Gold still on a correctional path
The correction continues to be broadly dominant across commodities and especially for the precious gold and silver. The dollar strength and the rally to records support profit taking for now as investors assess the outlook for the market, the dollar, growth, and metals for new buying prospects!
Gold prices moved lower in Asia this morning down nearly 0.5% to the low of $1531.25 an ounce and recovered to currently trade marginally flat around $1536.61 below the high of $1538.17. As for silver, the metal returned higher and rebounded to trade bullishly around $41.85 off early Asian lows at $40.50 and currently around the highs for the day.

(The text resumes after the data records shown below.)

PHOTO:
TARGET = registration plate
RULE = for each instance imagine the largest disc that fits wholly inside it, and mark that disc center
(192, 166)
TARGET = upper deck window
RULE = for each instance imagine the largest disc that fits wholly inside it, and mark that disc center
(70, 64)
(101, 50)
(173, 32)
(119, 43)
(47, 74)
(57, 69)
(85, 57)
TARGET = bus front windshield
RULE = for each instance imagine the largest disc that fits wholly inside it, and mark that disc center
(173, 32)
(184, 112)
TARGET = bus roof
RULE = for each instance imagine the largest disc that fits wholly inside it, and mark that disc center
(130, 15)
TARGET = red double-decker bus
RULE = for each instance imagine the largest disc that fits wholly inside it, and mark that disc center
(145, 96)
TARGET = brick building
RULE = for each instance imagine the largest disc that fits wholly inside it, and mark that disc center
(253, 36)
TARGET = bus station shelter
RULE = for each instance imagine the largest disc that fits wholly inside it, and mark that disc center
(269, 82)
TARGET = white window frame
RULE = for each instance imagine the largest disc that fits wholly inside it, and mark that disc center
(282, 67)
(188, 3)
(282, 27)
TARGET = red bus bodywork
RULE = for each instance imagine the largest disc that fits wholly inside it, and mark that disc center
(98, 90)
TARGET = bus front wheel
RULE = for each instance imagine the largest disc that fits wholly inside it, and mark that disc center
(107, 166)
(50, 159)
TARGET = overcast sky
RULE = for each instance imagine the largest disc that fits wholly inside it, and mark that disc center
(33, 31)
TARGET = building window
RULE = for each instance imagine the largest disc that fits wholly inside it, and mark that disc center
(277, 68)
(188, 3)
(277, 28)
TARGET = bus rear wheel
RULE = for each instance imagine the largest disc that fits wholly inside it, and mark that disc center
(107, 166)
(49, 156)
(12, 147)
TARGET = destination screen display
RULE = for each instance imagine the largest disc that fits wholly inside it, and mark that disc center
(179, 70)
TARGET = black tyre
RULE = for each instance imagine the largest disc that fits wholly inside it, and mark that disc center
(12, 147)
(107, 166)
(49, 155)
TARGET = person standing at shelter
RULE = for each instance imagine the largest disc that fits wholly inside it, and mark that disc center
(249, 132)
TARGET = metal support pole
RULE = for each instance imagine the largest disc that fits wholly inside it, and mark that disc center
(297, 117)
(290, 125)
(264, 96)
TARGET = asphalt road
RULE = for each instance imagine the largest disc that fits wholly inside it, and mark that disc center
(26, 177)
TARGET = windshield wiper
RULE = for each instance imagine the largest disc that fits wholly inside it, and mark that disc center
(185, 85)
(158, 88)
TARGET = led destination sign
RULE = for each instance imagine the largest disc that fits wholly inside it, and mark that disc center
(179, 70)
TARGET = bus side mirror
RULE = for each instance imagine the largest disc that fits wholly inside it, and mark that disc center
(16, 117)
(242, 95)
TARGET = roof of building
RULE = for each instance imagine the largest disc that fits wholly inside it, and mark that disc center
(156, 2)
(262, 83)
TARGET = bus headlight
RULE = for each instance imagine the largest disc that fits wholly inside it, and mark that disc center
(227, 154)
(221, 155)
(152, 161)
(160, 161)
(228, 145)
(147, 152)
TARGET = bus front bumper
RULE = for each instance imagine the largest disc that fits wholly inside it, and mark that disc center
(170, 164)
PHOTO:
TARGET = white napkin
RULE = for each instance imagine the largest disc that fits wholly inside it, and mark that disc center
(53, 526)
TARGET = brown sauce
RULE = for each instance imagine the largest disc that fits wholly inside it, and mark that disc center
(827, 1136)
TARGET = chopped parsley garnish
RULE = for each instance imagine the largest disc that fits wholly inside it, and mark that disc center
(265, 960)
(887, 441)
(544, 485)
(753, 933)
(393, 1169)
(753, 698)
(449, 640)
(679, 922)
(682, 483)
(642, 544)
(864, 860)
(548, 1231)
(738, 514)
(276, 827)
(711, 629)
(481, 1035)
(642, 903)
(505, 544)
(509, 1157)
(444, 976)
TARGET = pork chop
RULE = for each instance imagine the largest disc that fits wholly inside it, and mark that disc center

The heavy volatility is evident on metals and the decline was surely to be seen as the rally loses momentum and the correction was needed. The geopolitical changes and the economic conditions across the market have also added to the volatility with the concentration shifting over night from interest rate bets and hawkishness to slowing growth and haven dollar demand.
Metals moved higher as the dollar fell of Asian highs allowing the metals to reverse the losses. The dollar index is trading around 73 areas at this time off highs at 73.29 and marginally around its lows for now.
Silver declined heavily and the profit taking was heavy on the metal, merely inline with its rapid and extensive rally. The CME change of deposit requirements for speculation on the metal extended the profit taking and forced it to drag gold down with it.
Nevertheless, the broad factors still support the upside move for the metals and especially gold with uncertainty, geopolitical tension, debt woes, and growth fears where all combined with a weak dollar which shall keep haven demand on the metal steady. The metal fell about 3.0% from the record set with the start of the week at $1575.62 an ounce reflecting the consolidation of gains for the shiny yellow.
We can see the hawkish sentiment for central banks keeping gold demand as a good haven, where Asian equities declined today on concerns over further Chinese monetary tightening, supporting our argument for the general bullishness for gold.
A strong flow of fundamentals is awaited today starting with the services sector performance from Europe to the US alongside the ADP employment change which will affect the dollar and the market strongly. The volatility might be seen yet we favor the correction for now for the metals to gather the needed bullish momentum to surge higher.